Someone needs to lose their job over this.

An Independent Review Panel has exposed discrimination and unfairness in ICANN’s evaluation of new top level domain applications. The case involves Dot Registry’s applications for the top level domains .INC, .LLC and others.

This is the third time ICANN has lost an independent review. The other two cases, involving .XXX and .AFRICA, exposed the ICANN board being unfair, mainly due to tremendous political pressure from governments and/or the GAC.

But this decision is special.

In this case, it is the ICANN staff, not the board, that takes center stage. The ICANN legal department was caught red-handed coaching a so-called “independent” evaluator to tilt the outcome of an application in a direction deemed desirable by…ICANN legal. It’s pretty clear that there was no independent evaluation; the whole process of farming out community evaluation to third parties was a sham.

Worse, when the unfair actions were challenged in ICANN’s Reconsideration Process, we saw the ICANN staff (whose actions were responsible for the challenge) present the issue to the ICANN Board Governance Committee (BGC), and we saw the BGC roll over and play dead, as it always seems to do. The board didn’t take its review duties seriously. In the words of the arbitration panel, “The BGC failed to make any reasonable investigation or to make sure it had acted with due diligence…” A journalist summarized it all aptly:

…the ICANN legal team helps redraft supposedly independent Community Priority Evaluation decisions to make them less likely to be thrown out on appeal, then drafts the very decisions that the compliant BGC later uses to throw out those eventual appeals.

So the Board’s Reconsideration process was a sham, too.

Who’s in charge here? Concerns about ICANN staff – particularly ICANN’s legal department – being the unaccountable power behind the throne have dogged the Corporation for many years. Now we have solid evidence that those fears are real. A belief that board reconsideration was simply a placebo administered and controlled by the staff has also been confirmed.

We hope the ICANN board understands how serious this matter is. We hope it understands that strong action must be taken to reassert its credibility and accountability. We believe that the head of ICANN’s legal department needs to go. This was not an honest mistake or a judgment call. This was deliberate and systematic misrepresentation and manipulation of the process.

ICANN needs to distance itself from this kind of action, firmly and quickly. The best way to do this is for the people directly responsible for the unfair practice to be let go. This is not a time to circle the wagons and become defensive. This is a time to act in the spirit of accountability and the new bylaws.

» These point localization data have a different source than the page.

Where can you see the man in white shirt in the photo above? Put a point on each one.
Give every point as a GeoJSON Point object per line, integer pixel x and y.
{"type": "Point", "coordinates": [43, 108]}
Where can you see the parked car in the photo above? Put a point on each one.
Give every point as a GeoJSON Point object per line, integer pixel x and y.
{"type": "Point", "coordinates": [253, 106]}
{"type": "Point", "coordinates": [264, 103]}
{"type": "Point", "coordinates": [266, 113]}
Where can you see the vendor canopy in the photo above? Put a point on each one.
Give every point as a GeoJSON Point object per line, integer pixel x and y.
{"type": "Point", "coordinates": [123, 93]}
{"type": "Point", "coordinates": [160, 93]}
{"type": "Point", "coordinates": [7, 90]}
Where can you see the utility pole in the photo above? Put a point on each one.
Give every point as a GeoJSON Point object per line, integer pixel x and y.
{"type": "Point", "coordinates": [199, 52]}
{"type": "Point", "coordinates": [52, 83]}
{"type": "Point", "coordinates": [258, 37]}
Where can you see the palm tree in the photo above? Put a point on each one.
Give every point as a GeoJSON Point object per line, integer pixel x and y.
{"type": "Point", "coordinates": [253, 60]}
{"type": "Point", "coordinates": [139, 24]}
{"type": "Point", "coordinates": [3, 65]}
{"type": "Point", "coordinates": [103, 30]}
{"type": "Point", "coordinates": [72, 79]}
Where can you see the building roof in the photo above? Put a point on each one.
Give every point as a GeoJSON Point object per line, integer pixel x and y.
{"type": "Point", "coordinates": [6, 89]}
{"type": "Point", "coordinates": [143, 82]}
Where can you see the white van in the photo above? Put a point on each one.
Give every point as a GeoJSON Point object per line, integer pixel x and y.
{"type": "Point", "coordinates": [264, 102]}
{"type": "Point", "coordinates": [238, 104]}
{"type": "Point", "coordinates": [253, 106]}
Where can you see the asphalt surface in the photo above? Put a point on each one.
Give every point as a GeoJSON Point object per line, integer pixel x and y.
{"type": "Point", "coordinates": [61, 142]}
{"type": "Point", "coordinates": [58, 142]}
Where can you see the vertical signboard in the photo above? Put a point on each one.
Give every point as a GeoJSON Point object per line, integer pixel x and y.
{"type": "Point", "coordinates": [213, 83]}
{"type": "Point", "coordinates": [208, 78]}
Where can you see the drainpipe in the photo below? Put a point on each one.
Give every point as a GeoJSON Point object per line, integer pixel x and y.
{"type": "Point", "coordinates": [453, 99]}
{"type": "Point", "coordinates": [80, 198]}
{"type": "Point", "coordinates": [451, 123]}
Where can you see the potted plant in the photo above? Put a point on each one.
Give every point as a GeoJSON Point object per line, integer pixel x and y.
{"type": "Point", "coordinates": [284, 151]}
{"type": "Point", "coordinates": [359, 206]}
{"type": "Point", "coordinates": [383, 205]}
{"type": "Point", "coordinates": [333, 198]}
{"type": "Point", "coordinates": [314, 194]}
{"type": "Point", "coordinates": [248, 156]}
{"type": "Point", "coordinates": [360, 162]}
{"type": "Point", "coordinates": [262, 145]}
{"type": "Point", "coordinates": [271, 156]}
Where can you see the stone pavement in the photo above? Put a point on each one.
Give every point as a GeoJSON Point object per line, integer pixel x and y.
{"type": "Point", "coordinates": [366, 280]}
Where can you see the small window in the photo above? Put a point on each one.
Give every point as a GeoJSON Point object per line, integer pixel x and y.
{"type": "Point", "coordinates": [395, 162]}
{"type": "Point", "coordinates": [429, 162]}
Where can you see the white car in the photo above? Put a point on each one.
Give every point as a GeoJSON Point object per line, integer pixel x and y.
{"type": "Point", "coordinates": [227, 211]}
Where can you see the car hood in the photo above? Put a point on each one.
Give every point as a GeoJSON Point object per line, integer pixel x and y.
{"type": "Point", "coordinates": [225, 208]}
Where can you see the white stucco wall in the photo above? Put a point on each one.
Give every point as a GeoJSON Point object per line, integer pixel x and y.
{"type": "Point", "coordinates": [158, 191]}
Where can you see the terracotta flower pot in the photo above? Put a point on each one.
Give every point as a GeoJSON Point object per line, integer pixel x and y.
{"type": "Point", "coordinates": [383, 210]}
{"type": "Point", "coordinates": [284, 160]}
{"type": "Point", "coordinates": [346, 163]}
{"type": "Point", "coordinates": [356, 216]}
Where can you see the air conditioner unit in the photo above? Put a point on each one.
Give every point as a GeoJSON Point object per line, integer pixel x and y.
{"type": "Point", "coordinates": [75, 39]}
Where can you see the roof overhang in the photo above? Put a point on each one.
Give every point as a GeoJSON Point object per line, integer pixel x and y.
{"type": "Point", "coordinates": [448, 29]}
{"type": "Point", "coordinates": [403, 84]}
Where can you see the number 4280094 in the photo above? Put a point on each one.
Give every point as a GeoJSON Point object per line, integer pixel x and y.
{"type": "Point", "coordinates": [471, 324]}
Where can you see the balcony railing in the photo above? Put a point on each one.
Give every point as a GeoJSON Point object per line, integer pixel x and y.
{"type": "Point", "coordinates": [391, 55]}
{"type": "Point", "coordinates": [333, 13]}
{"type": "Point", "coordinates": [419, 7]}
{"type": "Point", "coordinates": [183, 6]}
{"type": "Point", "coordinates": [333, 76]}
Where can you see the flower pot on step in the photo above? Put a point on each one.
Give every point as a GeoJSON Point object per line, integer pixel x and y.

If the intrinsic justice is not sufficient motivation for ICANN’s board, surely it is aware of the fact that this latest scandal is being used by opponents of the IANA transition as an argument for why ICANN should not be released from control of the U.S. government.

Arguments linking the transition to this scandal make no sense, of course. The simple fact is that it all happened under the Commerce Department’s watch. Indeed, this kind of thing has gone on in ICANN for many years, and U.S. government oversight clearly does not prevent it. The NTIA has bigger political fish to fry; it isn’t going to yank the IANA contract because of injustices to specific TLD applicants. Indeed, the NTIA under the Bush Administration played a major role in precipitating one of ICANN’s worst IRP losses, the .XXX case.

Further, it was ICANN’s Independent Review Process that exposed the scandal, showing that in some sense, its process does work.

What will help are two things:

  1. Immediate action to fire the staff member(s) responsible for the abuse. This would be a good way for ICANN’s new CEO to demonstrate a commitment to accountability and his commitment to fairness;
  2. The new accountability arrangements that will go into effect with the transition. Specifically, the Reconsideration process has been revamped to eliminate ICANN legal as the mediator of complaints, thanks to changes proposed by Noncommercial stakeholders.

8 thoughts on “ICANN Board must act in response to Dot Registry scandal

  1. .Africa and Dot Registry are mirror cases, victims of unabated internal abuse

    Milton I think on the contrary both cases are special, the .Africa case was worse in my opinion because it involved a triangulated activity between GAC, ICANN staffers and Interconnect, the contractor for the geographic panel.

    The DotRegistry case is a confirmation of what DotConnectAfrica painstakingly took time to unearth for the internet community to see, they had very limited support if you may from all quarters and now it is in court.

    The Register wrote:
    That conclusion fits with an earlier judgment of the IRP in a different case and with a different evaluator. In the case brought by DotConnectAfrica (DCA) over the .africa name, ICANN’s staff not only intervened repeatedly with the “independent” evaluator – in that case InterConnect – to undermine DCA’s application, but redacted all mention of its interference from the record and even in the final IRP judgment.

    “The BGC failed to address any of these assertions,” the judgment reads. Later: “The BGC admittedly did not examine whether the EIU or ICANN staff engaged in unjustified discrimination or failed to fulfill transparency obligations.”

    ICANN’s actions on the evaluation of GTLDS are simply not credible and who knows how many more will go to court?